Bridget Woodman, Warwick Business School
Increasing levels of distributed generation are expected to connect to distribution networks in the UK over the next few years, largely as a result of government targets for renewables and CHP. Connections of distributed generation (DG) could maintain the current passive mode of network operation, with the DG operated separately from the system as a whole. Alternatively, the new generation could be incorporated into the working of the system. This will require an active mode of connection and network operation, which is arguably more efficient in terms of network design and enabling greater levels of distributed generation. However, achieving such a shift will require innovation in both network design and operation.
The monopoly networks are regulated by Ofgem, mainly through five yearly price controls. These regulate the profits of the distribution network operators (DNOs), and in the process also shape their business and investment strategies.
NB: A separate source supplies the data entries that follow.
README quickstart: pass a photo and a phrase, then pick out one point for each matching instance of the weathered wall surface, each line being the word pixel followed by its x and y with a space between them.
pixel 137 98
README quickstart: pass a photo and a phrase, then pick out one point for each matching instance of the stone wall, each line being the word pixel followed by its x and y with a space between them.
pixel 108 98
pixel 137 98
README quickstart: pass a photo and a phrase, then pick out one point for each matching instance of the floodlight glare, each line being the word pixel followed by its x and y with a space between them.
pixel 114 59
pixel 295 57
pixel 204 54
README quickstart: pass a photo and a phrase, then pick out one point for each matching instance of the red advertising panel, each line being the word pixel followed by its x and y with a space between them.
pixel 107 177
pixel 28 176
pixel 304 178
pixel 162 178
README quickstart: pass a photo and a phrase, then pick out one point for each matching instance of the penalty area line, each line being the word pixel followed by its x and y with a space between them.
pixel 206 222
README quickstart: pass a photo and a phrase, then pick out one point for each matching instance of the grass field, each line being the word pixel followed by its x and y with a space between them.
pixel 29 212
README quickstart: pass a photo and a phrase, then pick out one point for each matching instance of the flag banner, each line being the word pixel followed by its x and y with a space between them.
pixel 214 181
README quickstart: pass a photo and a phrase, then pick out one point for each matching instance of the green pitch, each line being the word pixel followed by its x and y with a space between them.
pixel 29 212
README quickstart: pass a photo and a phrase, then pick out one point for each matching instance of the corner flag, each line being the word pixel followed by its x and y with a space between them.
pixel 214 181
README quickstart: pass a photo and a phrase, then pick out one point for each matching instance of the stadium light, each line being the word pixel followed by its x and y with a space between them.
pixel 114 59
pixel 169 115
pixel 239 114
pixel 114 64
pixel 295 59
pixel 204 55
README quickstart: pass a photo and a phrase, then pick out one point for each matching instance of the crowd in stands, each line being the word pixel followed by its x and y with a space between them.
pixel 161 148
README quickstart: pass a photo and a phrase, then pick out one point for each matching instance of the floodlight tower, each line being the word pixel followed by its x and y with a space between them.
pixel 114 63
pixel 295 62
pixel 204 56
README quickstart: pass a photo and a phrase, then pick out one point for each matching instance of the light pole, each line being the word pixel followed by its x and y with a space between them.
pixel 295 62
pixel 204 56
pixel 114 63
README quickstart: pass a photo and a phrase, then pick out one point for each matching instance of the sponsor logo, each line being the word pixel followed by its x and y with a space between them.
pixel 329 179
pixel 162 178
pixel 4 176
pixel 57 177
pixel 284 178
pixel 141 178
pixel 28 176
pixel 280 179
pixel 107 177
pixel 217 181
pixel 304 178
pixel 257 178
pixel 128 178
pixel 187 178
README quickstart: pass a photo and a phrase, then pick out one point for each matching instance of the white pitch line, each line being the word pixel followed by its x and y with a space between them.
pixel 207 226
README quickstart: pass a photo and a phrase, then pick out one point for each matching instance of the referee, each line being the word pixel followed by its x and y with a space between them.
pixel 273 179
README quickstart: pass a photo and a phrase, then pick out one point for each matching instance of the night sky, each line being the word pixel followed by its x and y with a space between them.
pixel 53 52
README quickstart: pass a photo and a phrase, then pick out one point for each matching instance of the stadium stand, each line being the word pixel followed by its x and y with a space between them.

It has been recognised for some years that the design of the price controls can raise barriers to DG, or at the very least does not provide DNOs with incentives to encourage deployment.
The most recent price control review for the period 2005 – 2010 explicitly took innovation in network design and operation, and DG, into account, with Ofgem recognising that this could contribute both to security of supply and to achieving government targets and potentially a longer term shift to more active network management. The challenge for Ofgem and DNOs is how to realise greater levels of DG cost effectively. This paper outlines the three main initiatives in the price control designed to encourage innovation and greater levels of DG – the DG incentive, the Innovation Funding Initiative (IFI) and Registered Power Zones (RPZs).
Early results show that, while there is general support for the DG incentive and RPZ mechanisms from the DNOs, they do not appear to have resulted in higher rates of DG connections. In addition, while DNOs also support the IFIs, much of the work undertaken so far has focused on network asset lifetime extension, rather than innovation in connections or progress towards active network management. The paper concludes with some ideas for possible improvements in the schemes when they are reviewed at the end of this year.